Quizá, el escrito no fue bueno, ni su redacción convincente. Cierto que supero al maestro en todos los conocimientos necesarios, pero soy comerciante y, con seguridad, una redacción así va más allá de mi competencia. Quizá también contribuyó al fracaso la inapropiada fecha de su aparición.
El descubrimiento del topo aún no había podido difundirse y no era no tan lejano como para haberse olvidado por completo, de modo que mi escrito no podía ser una sorpresa; pero por otra parte, había pasado ya el tiempo suficiente como para agotar casi totalmente el reducido interés que despertó en su día. Los pocos que en algo se interesaron por mi escrito se dijeron, quizá con la misma indiferencia de años atrás, que ahora recomenzaban los esfuerzos inútiles por probar un asunto tan baladí. Incluso algunos confundieron mi escrito con el del profesor.
En una importante revista agrícola apareció, por suerte en las hojas finales y con letra pequeña, la siguiente observación: "Se nos ha vuelto a enviar el escrito sobre el topo gigante. Recordamos habernos reído de él, de todo corazón, hace algunos años. Entretanto, el escrito no se ha vuelto más inteligente y nosotros más tontos. Lamentamos no podernos reír por segunda vez. Por eso nos parece oportuno preguntar a las asociaciones de maestros si un maestro pueblerino no puede encontrar un trabajo más útil que el de ir persiguiendo topos gigantes".
¡Qué imperdonable error! No habían leído ni el primer ni el segundo escrito y las cuatro miserables palabras —topo gigante, maestro pueblerino—, tomadas a la carrera, eran suficientes para que esos señores entraran en escena como defensores de prestigiosos intereses. Quizá pude haber hecho algo con éxito contra todo aquello, pero el mal entendimiento con el maestro me hizo desistir. Al revés, intenté mantenerle oculta la revista tanto tiempo como fue posible. Pronto la descubrió. Lo supe por una observación en una carta en la cual me comunicaba su visita para las fiestas de Navidad. Escribió: "El mundo es malo, cosa a la cual, a veces, se le ayuda". Así quería decir que yo pertenecía a ese mundo malo, pero que no bastaba con mi propia maldad, sino que, además, la posibilitaba, es decir, actuaba para sacar a relucir la maldad general y para ayudarla a triunfar. Bueno, yo ya había sacado las conclusiones necesarias. Pude esperarlo tranquilamente y pensar con calma, mientras él me saludaba con menos amabilidad que otras veces. Sin hablar, se sentó frente a mí, con cuidado sacó la revista del bolsillo interior de su gabán, curiosamente acolchado, y me la dio.

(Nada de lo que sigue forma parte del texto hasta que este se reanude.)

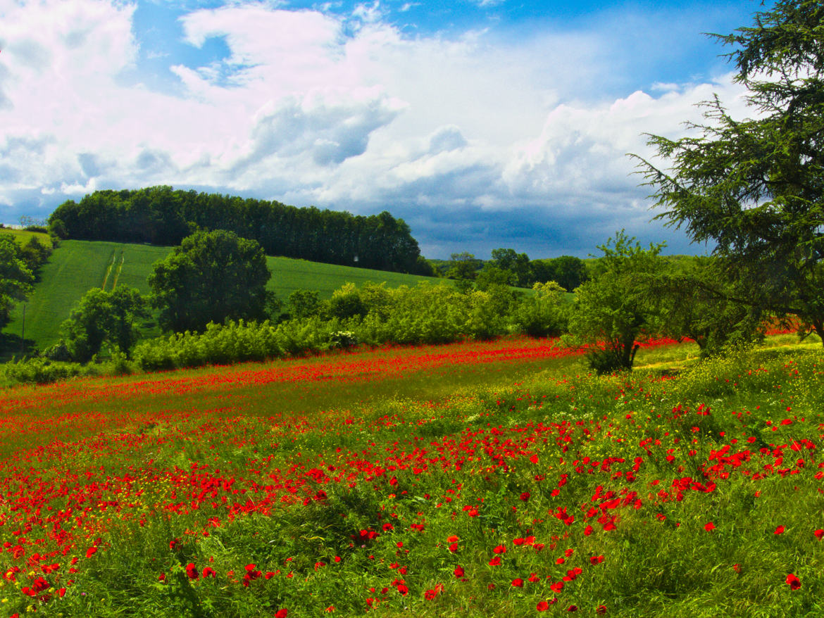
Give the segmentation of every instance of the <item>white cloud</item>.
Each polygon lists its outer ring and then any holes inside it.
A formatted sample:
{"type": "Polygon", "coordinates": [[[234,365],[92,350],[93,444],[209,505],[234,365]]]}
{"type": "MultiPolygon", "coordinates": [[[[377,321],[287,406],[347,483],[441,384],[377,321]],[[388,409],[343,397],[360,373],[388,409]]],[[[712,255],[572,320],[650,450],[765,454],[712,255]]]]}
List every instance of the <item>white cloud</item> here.
{"type": "Polygon", "coordinates": [[[397,204],[422,222],[444,208],[524,205],[547,218],[648,218],[625,156],[649,154],[641,133],[678,134],[714,91],[743,113],[728,76],[605,100],[611,67],[597,32],[410,39],[377,2],[356,10],[357,27],[264,3],[190,12],[185,40],[221,38],[229,54],[194,67],[169,57],[182,93],[163,94],[123,78],[140,44],[133,12],[0,0],[11,208],[167,183],[360,212],[397,204]]]}

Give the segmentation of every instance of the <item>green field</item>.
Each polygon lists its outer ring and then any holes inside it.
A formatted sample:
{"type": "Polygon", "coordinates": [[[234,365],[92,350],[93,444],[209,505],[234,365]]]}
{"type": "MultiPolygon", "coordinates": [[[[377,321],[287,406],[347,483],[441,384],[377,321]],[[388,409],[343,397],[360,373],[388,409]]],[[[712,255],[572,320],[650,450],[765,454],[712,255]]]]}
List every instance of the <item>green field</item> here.
{"type": "Polygon", "coordinates": [[[822,616],[824,358],[787,336],[0,390],[2,616],[822,616]]]}
{"type": "MultiPolygon", "coordinates": [[[[16,232],[16,235],[33,232],[16,232]]],[[[48,236],[40,234],[48,239],[48,236]]],[[[12,321],[3,329],[0,358],[19,353],[20,337],[23,334],[23,308],[26,310],[25,337],[28,349],[42,349],[56,343],[59,338],[60,324],[68,317],[72,307],[91,288],[99,288],[105,282],[111,289],[118,285],[136,288],[148,293],[146,283],[152,265],[165,257],[171,247],[133,245],[119,242],[63,241],[54,250],[40,271],[40,281],[34,293],[25,303],[18,303],[12,321]]],[[[283,301],[297,289],[317,290],[321,298],[328,298],[332,292],[347,282],[362,284],[367,281],[386,282],[390,287],[414,285],[419,281],[431,280],[428,277],[368,270],[351,266],[308,262],[283,257],[267,257],[272,279],[267,288],[283,301]]],[[[159,334],[157,326],[144,325],[146,336],[159,334]]]]}
{"type": "Polygon", "coordinates": [[[42,232],[29,232],[28,230],[12,230],[9,227],[0,227],[0,234],[11,234],[21,245],[25,245],[31,237],[37,238],[46,246],[51,246],[51,238],[42,232]]]}

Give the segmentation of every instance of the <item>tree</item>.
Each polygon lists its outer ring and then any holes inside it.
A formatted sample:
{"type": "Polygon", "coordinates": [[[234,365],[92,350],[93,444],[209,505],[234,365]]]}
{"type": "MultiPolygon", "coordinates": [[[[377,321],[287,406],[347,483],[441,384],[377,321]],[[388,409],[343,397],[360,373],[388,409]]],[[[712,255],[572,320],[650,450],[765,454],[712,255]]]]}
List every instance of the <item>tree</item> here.
{"type": "Polygon", "coordinates": [[[209,322],[262,320],[272,274],[255,241],[225,230],[198,232],[152,266],[152,304],[166,330],[200,332],[209,322]]]}
{"type": "Polygon", "coordinates": [[[519,330],[530,337],[555,337],[567,330],[569,303],[566,290],[555,281],[536,283],[535,294],[521,301],[513,313],[519,330]]]}
{"type": "Polygon", "coordinates": [[[459,281],[474,279],[478,276],[478,270],[483,264],[480,260],[468,251],[453,253],[449,256],[449,260],[452,265],[447,271],[447,277],[459,281]]]}
{"type": "Polygon", "coordinates": [[[660,329],[656,281],[666,264],[663,243],[642,249],[623,231],[599,246],[603,251],[592,279],[575,290],[566,343],[588,346],[590,366],[599,373],[632,368],[639,343],[660,329]]]}
{"type": "Polygon", "coordinates": [[[60,334],[68,354],[81,363],[91,360],[105,344],[128,356],[138,337],[135,322],[143,317],[148,317],[148,312],[138,290],[119,286],[105,292],[95,288],[72,310],[60,334]]]}
{"type": "Polygon", "coordinates": [[[31,292],[35,275],[12,234],[0,234],[0,328],[8,324],[15,301],[31,292]]]}
{"type": "Polygon", "coordinates": [[[638,157],[658,216],[715,243],[746,293],[737,300],[796,316],[824,342],[824,4],[782,0],[752,27],[714,35],[747,86],[755,119],[718,97],[694,135],[648,143],[671,168],[638,157]]]}
{"type": "Polygon", "coordinates": [[[513,274],[511,285],[524,288],[529,284],[531,273],[526,253],[516,253],[514,249],[493,249],[490,262],[492,266],[513,274]]]}
{"type": "Polygon", "coordinates": [[[665,275],[658,286],[662,334],[673,339],[691,339],[701,357],[719,353],[734,343],[763,339],[762,312],[737,302],[741,284],[726,279],[719,258],[700,257],[687,262],[680,272],[665,275]]]}

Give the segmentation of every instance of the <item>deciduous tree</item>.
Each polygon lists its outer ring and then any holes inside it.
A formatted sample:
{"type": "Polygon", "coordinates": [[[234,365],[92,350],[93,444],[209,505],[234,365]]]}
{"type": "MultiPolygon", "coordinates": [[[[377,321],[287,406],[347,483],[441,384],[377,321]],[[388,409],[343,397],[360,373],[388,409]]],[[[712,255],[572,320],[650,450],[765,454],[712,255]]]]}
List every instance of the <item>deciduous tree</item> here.
{"type": "Polygon", "coordinates": [[[272,274],[263,249],[232,232],[199,232],[157,261],[148,283],[164,330],[203,331],[209,322],[262,320],[272,274]]]}

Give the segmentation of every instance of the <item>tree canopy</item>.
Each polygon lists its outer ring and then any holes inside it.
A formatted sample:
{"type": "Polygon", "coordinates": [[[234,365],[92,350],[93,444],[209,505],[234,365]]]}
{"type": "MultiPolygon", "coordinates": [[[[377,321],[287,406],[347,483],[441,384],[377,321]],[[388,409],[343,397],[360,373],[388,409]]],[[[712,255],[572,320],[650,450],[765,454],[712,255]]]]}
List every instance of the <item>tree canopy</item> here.
{"type": "Polygon", "coordinates": [[[271,276],[257,242],[217,230],[184,238],[154,264],[148,283],[164,330],[203,331],[227,318],[265,319],[271,276]]]}
{"type": "Polygon", "coordinates": [[[568,344],[586,345],[599,373],[631,369],[639,344],[661,329],[656,280],[667,265],[664,245],[644,249],[621,231],[598,248],[603,251],[592,279],[575,290],[568,344]]]}
{"type": "Polygon", "coordinates": [[[386,211],[355,216],[157,186],[70,199],[52,213],[49,225],[64,238],[156,245],[176,245],[199,230],[229,230],[257,241],[270,255],[433,274],[410,227],[386,211]]]}
{"type": "Polygon", "coordinates": [[[12,234],[0,234],[0,328],[8,324],[15,301],[31,292],[35,275],[12,234]]]}
{"type": "Polygon", "coordinates": [[[147,316],[146,302],[133,288],[121,285],[111,292],[94,288],[72,310],[60,331],[74,360],[90,360],[104,344],[128,355],[138,338],[136,321],[147,316]]]}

—La conozco —dije y se la devolví sin abrirla.
—La conoce —dijo suspirando, pues tenía la vieja costumbre de maestro de repetir contestaciones ajenas—. Por supuesto, no aceptaré esto sin defenderme —prosiguió y excitado golpeó la revista con el dedo mientras me observaba con una mirada tajante, como si yo tuviese otra opinión.